This is a free translation of a sarcastic comment from a Slovakian netizen in Central European netizen.

A similar but more sophisticated view  you could find in FutureChallenge’s article “What’s the matter with European Socialism“: “The trouble is that many economists believe this [German] economic success came at the expense of other European countries.”

But it’s not sure from what he’s saying whether the author wants just to criticize trouble-making economists. So let’s make it a bit clearer: “And it has been catastrophic for the rest of the eurozone as Germany has acted, in effect, as a drag on demand.”

What’s making the Germans such scapegoats? The author of this article says: “labor costs in Germany no longer rose in line with the European average, so investment moved from other eurozone countries to Germany, and German growth was driven by exports to the peripheral countries’ unsustainable deficits and economic bubbles.”

In simple language, Germans avoided wages growing faster than the growth of their productivity, and even blindly sponsored peripheral countries in the eurozone.

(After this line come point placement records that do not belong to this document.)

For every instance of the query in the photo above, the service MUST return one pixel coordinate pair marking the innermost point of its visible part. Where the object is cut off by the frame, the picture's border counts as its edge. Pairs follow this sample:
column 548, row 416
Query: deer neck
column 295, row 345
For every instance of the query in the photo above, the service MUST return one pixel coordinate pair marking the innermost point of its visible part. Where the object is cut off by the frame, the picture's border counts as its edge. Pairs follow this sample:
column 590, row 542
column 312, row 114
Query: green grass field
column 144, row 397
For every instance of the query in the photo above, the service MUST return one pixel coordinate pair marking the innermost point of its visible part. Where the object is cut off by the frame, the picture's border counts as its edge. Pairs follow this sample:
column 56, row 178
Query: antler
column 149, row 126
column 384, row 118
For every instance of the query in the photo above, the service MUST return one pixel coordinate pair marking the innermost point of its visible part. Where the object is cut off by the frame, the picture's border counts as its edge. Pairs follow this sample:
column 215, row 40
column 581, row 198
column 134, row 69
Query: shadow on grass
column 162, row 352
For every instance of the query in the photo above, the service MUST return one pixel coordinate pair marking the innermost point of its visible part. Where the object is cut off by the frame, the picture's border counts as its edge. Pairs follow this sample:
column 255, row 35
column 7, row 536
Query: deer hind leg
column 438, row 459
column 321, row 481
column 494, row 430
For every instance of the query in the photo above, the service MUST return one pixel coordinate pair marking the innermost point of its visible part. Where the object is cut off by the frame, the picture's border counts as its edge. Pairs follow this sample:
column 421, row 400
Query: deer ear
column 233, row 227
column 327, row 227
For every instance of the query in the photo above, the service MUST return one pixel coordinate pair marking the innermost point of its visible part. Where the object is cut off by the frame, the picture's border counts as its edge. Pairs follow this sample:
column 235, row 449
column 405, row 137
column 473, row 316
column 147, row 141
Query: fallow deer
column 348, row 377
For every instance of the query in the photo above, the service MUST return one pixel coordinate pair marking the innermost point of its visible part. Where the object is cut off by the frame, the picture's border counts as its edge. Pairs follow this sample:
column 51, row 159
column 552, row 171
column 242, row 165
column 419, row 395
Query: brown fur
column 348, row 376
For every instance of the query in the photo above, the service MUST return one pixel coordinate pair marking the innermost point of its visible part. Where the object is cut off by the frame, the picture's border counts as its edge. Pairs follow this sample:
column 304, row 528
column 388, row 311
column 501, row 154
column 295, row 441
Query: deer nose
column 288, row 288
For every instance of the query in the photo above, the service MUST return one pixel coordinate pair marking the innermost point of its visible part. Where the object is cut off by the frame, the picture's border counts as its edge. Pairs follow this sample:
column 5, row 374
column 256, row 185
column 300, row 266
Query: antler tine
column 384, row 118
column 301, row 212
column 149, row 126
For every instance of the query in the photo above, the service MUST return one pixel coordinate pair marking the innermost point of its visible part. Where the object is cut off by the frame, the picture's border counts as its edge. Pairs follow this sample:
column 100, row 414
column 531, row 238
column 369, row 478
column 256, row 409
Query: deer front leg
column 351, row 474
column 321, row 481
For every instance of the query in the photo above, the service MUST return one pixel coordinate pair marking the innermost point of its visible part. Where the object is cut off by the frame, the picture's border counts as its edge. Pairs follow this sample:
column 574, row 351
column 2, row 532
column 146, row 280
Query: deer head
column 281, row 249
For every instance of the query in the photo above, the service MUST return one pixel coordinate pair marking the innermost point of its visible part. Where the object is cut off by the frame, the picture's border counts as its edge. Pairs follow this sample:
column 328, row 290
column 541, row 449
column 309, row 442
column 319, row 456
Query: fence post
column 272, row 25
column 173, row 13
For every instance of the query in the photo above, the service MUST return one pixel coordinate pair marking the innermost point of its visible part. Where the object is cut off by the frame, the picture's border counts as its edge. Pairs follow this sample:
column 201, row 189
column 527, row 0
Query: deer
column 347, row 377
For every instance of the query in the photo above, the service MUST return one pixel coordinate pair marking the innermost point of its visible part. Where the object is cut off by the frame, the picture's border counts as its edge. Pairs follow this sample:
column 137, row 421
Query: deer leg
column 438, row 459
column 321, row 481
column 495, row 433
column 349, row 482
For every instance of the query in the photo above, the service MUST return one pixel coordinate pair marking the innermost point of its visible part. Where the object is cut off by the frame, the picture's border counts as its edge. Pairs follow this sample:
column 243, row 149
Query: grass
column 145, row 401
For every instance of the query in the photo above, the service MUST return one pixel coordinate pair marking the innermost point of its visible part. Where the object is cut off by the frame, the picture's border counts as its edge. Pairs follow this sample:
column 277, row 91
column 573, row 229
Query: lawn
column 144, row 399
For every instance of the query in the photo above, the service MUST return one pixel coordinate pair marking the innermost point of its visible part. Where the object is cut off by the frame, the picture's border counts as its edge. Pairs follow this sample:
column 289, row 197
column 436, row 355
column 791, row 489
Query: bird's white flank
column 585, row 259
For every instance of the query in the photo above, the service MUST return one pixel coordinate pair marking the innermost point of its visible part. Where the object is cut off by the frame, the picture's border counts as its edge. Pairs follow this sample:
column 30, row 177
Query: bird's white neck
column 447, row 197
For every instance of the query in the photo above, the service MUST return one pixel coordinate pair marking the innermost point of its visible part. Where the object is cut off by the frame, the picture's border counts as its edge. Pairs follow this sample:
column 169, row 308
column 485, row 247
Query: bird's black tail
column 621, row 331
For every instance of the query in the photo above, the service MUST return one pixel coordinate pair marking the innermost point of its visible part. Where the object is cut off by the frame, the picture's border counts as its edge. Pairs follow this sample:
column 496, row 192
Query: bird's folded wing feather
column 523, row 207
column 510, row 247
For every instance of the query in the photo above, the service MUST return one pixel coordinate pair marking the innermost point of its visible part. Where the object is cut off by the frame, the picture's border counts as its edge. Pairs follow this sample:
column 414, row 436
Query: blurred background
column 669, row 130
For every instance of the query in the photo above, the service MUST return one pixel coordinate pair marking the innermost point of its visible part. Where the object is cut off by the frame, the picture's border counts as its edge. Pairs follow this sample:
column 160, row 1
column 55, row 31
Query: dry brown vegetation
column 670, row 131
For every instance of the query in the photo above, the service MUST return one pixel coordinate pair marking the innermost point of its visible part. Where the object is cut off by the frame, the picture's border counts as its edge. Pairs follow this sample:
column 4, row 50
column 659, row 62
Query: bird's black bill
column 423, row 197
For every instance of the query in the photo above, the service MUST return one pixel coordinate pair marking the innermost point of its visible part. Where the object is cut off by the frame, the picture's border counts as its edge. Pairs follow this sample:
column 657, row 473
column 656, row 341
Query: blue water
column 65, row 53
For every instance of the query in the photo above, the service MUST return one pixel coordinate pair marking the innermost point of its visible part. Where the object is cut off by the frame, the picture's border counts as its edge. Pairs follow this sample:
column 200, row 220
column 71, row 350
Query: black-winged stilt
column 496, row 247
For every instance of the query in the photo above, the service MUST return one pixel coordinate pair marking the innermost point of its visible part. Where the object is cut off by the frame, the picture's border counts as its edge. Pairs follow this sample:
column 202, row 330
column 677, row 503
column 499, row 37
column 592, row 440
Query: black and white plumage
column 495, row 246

Unit labour costs “are the ratio of total labour costs to real output”. So their growth in the peripheral countries could indicate that their productivity grows slower than wages. Thanks to this investment naturally “moved from other eurozone countries to Germany”, with a threat to leave the eurozone.

In the public sector growing income (together with other social expenditures) created “unsustainable deficits”, often paid for by bubbles or loans from abroad, let’s say from Germany.

In fact this was one the reasons why Greece collapsed sooner than other more indebted economies, which hold their debts in their own hands.
Related debt forgiveness created loses (also) for German investment funds. After the fall of German real income over the last decade (which, for example, forced more Germans to take on second jobs) this marks the second loss for Germany.

The current issues facing the euro could have been avoided. The establishment of the eurozone went hand in hand with strict rules to avoid easy government debts. 3% of a country’s GDP was seen as the maximum annual rate of debt a country could incur. The safe limit for total accumulated debt was set at 60%.
All of these limits were exceeded – by Germany as well – and south countries soon flet the effect of growing interest rates on their debt.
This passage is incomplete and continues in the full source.